Une réhabilitation du « travail vivant » en quelque sorte à partir de la conquête de l’autonomie individuelle qui malgré sa domination subsisterait encore dans les rapports de travail. Dans cette reconnaissance psychodynamique de la valeur générique de son travail vivant, le « sujet » trouverait les forces pour une critique en acte de ses dominations et ce faisant, les voies de l’émancipation.

On le constate, avec cette réactivation du travail vivant émancipateur, nous sommes toujours dans le couple hégélo-marxiste aliénation/émancipation, mais dans une version subjectiviste, thérapeutique, réparatrice des souffrances au travail.

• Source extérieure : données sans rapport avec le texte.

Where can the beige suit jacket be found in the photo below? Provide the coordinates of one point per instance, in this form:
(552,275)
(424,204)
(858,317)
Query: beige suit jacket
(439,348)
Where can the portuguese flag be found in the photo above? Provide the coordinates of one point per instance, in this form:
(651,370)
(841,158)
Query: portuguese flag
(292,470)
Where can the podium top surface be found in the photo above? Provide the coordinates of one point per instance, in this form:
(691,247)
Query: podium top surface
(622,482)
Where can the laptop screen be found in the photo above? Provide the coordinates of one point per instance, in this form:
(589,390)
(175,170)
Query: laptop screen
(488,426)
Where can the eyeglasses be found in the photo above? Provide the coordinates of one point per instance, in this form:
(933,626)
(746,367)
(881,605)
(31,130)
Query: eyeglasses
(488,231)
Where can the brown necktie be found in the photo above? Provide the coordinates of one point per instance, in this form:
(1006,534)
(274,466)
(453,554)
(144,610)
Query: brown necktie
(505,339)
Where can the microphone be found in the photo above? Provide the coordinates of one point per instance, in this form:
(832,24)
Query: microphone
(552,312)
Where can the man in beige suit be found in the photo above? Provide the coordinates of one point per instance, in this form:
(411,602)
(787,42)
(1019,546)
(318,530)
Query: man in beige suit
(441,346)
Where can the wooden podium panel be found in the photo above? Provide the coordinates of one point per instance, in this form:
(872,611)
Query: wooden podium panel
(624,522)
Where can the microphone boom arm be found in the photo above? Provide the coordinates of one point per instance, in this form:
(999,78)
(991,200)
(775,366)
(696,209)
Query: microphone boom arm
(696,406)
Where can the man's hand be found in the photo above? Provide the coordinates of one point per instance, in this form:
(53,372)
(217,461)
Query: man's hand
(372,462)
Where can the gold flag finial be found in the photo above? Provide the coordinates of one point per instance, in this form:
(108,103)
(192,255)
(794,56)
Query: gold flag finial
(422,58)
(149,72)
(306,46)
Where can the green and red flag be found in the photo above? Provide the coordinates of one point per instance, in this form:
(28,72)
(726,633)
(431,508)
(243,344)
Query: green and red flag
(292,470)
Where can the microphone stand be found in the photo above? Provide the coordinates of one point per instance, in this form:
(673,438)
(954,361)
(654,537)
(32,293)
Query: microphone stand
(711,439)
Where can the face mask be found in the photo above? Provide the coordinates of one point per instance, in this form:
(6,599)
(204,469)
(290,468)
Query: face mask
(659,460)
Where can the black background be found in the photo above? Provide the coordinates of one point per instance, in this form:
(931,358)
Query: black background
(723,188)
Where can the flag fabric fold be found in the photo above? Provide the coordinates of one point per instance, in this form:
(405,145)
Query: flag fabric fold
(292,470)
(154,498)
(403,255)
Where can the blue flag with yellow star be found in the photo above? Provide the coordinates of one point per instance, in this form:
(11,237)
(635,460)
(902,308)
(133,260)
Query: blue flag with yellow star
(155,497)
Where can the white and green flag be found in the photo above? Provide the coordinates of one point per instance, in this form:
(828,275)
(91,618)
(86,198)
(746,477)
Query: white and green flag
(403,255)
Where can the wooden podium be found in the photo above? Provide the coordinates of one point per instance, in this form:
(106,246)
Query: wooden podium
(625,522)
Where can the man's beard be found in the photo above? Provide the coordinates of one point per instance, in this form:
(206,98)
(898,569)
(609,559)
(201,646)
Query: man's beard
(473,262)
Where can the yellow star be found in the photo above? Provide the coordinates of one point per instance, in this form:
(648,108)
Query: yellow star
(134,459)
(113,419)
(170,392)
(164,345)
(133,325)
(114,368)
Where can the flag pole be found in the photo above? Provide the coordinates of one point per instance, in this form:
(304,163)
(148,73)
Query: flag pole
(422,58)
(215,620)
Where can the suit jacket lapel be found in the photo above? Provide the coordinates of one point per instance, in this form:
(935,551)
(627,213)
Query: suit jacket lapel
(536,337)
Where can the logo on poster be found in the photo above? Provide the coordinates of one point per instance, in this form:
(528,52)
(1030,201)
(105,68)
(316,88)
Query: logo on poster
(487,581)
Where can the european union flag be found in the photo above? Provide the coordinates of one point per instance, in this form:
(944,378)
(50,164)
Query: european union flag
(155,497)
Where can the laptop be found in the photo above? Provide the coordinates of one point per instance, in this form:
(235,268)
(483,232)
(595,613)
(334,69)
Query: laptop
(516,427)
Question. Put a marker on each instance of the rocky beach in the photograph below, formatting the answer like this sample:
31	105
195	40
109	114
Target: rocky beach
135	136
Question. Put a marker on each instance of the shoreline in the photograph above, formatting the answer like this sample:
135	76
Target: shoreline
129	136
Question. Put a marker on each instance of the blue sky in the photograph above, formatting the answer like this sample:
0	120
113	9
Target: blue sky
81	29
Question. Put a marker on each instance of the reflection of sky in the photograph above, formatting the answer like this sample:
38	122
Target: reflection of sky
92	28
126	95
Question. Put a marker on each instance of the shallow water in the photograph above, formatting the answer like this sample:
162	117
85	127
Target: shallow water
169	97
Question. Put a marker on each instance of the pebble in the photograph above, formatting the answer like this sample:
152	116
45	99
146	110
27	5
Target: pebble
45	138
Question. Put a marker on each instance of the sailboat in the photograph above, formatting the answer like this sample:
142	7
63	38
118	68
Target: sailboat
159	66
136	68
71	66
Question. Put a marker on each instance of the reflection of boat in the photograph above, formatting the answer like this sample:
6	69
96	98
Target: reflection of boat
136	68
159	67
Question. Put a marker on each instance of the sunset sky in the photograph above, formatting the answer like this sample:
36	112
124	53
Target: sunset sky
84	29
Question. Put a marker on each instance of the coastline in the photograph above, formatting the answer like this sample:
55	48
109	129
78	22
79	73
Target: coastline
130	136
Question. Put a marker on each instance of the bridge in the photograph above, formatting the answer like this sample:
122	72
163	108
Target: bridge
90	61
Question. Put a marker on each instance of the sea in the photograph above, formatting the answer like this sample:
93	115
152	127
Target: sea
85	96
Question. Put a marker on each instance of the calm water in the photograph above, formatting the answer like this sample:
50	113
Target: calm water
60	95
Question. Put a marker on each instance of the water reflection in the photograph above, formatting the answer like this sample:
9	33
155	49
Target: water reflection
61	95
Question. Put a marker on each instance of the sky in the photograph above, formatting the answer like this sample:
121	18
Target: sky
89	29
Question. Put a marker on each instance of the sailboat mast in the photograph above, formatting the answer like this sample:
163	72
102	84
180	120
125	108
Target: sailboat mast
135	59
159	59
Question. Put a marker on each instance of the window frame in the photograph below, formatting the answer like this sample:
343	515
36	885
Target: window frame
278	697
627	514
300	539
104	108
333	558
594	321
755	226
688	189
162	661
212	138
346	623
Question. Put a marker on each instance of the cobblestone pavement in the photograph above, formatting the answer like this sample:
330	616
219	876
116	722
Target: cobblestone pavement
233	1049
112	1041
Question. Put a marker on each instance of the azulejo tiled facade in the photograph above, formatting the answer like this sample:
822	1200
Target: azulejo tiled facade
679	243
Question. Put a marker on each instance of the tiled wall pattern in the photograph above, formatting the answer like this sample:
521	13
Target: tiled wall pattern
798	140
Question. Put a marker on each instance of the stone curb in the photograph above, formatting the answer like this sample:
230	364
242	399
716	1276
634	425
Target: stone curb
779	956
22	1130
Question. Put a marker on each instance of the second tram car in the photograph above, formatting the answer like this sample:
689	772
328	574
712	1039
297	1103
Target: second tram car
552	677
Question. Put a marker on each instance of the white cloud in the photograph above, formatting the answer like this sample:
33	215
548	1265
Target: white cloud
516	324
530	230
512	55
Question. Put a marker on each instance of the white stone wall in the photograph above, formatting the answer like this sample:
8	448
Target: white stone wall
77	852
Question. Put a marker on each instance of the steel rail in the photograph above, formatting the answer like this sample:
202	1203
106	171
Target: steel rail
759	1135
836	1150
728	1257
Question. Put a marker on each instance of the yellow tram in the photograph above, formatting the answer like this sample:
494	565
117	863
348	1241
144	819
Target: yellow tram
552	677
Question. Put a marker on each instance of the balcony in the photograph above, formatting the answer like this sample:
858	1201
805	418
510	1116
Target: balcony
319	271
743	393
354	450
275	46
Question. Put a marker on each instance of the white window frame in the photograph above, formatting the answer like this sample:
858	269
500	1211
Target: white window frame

L’émancipation par l’ergothérapie généralisée en quelque sorte…

III. 3. Doubler la mise ?

Pour Jean-Pierre Garnier, militant et chercheur en sociologie urbaine, le mot émancipation est devenu aujourd’hui « un idéal creux, un mot passe-partout qui meuble les discours des hommes politiques en manque d’inspiration et d’universitaires en mal de Grand Soir42 ». Selon lui, pour sortir de cette mystification émancipatrice, il faut doubler la mise en quelque sorte et donc Émanciper l’émancipation (op. cit.). Pourquoi et de quelle manière ?

J.-P. Garnier conduit d’abord une critique des marxistes de la chaire, des scolastiques de la critique de la valeur et leurs suivistes, des radicalistes des campus, etc. ; qui de colloques en plateaux médiatiques et de réseaux sociaux en conférence de presse, n’ont à la bouche que le mot émancipation, mais qui oublient ceux dont Marx affirmait qu’ils étaient les seuls à pouvoir s’auto-émanciper : les travailleurs.

Une reconstruction théorique de l’émancipation est donc nécessaire et pour cela Jean-Pierre Garnier mobilise la pensée d’Henri Lefebvre, « qui a su déceler les impasses des politiques prétendument émancipatrices ». La pensée du possible43 et la théorie des moments développée par H. Lefebvre, constituent selon J.-P. Garnier une solide référence pour une véritable émancipation, car « tout idéal émancipateur authentiquement progressiste ne saurait se situer ailleurs que sur le terrain de la politique et du social, pour constituer ce qu’il nomme une utopie concrète » (op. cit.).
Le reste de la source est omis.